Taxi company’s interest in Bardstown spurs free market discussion

Nelson County Gazette

Wednesday, Sept. 26, 2012 — A Lexington taxi company’s interest in establishing service in the Bardstown area sparked a discussion that examined local government’s role in how a business sets its rates at Tuesday’s meeting of the Bardstown City Council.

The council received a draft of an ordinance to revise Chapter 111 of the city’s ordinance book that regulates taxicabs.

Bardstown City Council Mayor Bill Sheckles said the review of the taxicab ordinance was initiated partly due to a Lexington company’s interest in establishing a taxi service in Bardstown. Larry Green, assistant city administrator, said he examined several cities’ taxi ordinances, including the one used in Lexington, in drafting the proposed ordinance.

The new ordinance, like the original, provides specific limits on the maximum charges a taxi company can charge consumers — a fact that did not go unnoticed by members of the council.

Councilman Fred Hagan noted the city’s current ordinance sets rates and questioned why the council was involved in a taxicab’s business decisions. “Why are we dictating what their maximum rates can be? What’s the purpose of that?” Hagan asked.

City attorney Tom Donan suggested the rate in the ordinance would help prevent price gouging during a big event, like the Kentucky Bourbon Festival.

“We don’t tell Kreso’s what they can charge for a beer during the Bourbon Festival,” Hagan observed.

Public Works Director Larry Hamilton said that perhaps the purpose was to ensure the taxicab rates were known and published.

“I don’t mind requiring they publish the rates, but this sets the maximum they can charge,” Hagan said, adding that some of the ordinance requirements “seem almost Orwellian.”

“I know this is copy brought from some other cities, but I just wonder why this particular has so many restrictions on it that others do not,” Hagan said.

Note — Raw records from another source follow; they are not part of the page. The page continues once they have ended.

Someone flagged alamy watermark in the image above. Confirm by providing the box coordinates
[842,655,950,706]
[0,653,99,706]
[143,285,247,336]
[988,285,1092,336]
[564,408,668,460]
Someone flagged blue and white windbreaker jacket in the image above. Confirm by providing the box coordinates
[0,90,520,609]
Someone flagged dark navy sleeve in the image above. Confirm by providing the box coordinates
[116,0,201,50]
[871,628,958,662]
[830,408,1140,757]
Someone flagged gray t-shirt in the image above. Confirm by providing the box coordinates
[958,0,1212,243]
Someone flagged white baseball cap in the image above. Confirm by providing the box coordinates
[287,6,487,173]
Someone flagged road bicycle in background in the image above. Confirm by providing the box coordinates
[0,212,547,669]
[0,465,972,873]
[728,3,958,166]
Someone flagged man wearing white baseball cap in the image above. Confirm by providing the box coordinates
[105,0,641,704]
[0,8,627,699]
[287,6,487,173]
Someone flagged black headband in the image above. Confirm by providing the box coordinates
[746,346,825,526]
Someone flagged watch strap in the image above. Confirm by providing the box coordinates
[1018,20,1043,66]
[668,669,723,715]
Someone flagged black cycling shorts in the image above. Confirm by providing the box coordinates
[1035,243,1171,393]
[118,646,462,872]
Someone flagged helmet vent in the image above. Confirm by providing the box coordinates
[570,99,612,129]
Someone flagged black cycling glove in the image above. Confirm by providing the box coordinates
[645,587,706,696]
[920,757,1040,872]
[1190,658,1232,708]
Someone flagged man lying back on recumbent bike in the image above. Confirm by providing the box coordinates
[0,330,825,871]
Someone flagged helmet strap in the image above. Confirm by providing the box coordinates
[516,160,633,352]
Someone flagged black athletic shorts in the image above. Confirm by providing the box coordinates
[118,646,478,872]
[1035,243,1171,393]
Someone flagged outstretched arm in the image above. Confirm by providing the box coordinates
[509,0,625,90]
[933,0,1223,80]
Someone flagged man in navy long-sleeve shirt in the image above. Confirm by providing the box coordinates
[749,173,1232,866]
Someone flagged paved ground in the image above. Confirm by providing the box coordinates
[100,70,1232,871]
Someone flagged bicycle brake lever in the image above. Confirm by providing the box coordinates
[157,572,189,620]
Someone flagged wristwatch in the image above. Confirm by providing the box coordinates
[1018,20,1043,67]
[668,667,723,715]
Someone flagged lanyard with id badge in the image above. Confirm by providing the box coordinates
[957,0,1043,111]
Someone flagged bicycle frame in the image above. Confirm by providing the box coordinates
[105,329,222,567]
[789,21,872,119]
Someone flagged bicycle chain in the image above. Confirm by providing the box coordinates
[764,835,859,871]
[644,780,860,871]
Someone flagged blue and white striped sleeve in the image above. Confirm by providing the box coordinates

City Attorney Tom Donan suggested it was to protect potential passengers who might otherwise fall victim to price gouging. Green added that for some people, paying for a taxi may be their only option for transportation.

“I don’t mind having the rates posted and published, but its the setting the maximum rate (the taxi can charge),” Hagan said.

“I’m in agreement with Fred on this,” Councilman Joe Buckman added. “I don’t think we should be telling a business what they can charge.”

“These are basically industry standards,” the mayor said. “But this is why I wanted you all to discuss it.”

Sheckles said the rates in the proposed ordinance are rates met the approval of the Lexington taxi company.

The city’s existing taxicab ordinance was approved by the city council in January 1948 and was amended in December 1975 and November 1997.

The council took no action, but will review the ordinance at a future meeting.